The OECD announced today the removal of Liberia from its List of Unco-operative Tax Havens, following that country’s commitment to implement a programme to improve transparency and establish effective exchange of information in tax matters.
A release from the OECD advises that Liberia joins 33 other jurisdictions that have made similar commitments in relation to its work to curb harmful tax practices. Four jurisdictions remain on the OECD List of Unco-operative Tax Havens, published in April 2002: Andorra, Liechtenstein, the Marshall Islands and Monaco.

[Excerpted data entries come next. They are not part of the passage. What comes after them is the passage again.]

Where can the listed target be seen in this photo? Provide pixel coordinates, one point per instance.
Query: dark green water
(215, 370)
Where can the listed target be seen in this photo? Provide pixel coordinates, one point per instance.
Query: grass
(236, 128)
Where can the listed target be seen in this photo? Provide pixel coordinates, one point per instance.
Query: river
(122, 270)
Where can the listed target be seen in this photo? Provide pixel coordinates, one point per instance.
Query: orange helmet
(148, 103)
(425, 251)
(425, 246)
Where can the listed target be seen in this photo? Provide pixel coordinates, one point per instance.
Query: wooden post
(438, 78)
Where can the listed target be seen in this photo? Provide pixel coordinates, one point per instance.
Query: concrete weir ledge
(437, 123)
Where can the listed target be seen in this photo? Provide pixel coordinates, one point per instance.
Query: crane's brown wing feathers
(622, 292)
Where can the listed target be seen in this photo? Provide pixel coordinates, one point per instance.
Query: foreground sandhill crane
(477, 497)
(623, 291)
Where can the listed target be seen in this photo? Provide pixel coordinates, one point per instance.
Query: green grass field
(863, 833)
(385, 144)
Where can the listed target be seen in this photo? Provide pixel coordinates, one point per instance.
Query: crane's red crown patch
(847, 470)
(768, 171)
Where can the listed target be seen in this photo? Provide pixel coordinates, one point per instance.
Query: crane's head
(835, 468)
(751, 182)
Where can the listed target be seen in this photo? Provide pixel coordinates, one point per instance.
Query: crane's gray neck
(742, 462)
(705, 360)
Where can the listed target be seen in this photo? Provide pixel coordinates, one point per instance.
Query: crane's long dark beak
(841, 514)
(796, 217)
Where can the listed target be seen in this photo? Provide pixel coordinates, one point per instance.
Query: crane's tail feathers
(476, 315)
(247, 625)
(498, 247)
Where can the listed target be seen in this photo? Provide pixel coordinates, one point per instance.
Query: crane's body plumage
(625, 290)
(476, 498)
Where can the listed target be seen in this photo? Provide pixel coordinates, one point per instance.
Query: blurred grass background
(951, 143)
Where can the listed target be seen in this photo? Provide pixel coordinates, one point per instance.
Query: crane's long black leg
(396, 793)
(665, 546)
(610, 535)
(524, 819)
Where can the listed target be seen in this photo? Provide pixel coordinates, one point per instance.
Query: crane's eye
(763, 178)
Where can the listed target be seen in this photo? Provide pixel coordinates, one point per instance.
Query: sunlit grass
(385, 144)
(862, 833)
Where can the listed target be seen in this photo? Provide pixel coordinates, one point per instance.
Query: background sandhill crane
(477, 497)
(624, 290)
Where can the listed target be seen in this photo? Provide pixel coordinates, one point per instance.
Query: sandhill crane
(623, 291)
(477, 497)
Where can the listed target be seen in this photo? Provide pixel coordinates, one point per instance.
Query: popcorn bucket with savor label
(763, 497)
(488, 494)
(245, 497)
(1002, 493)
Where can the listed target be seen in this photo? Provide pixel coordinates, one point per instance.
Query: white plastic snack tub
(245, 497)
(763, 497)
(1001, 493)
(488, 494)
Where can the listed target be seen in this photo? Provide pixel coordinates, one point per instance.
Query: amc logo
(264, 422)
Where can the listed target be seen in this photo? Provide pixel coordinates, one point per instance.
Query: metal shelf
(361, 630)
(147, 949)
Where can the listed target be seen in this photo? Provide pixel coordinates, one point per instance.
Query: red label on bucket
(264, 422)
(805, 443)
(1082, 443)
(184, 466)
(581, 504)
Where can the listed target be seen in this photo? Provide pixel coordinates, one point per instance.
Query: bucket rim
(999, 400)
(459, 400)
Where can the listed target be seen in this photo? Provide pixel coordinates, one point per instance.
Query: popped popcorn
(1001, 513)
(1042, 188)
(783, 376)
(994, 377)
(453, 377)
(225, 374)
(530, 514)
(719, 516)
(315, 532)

OECD Secretary-General Angel Gurría welcomed Liberia’s commitment and said the OECD would be ready to assist Liberia as it takes forward reforms in the tax area. *“This is a time of great change in Liberia,”*he said. *“Liberia’s commitment to the standards of transparency and effective exchange of information in tax matters will contribute to enhancing its reputation in the international community, which will be beneficial to its long-term development.”*
The OECD says its work in favour of transparency and effective exchange of information in tax matters is designed to enable countries to enforce their tax laws fully and fairly. Its latest report – Tax Cooperation: Towards a Level Playing Field –2006 Assessment by the Global Forum on Taxation – shows that most jurisdictions have made considerable progress in implementing agreed standards.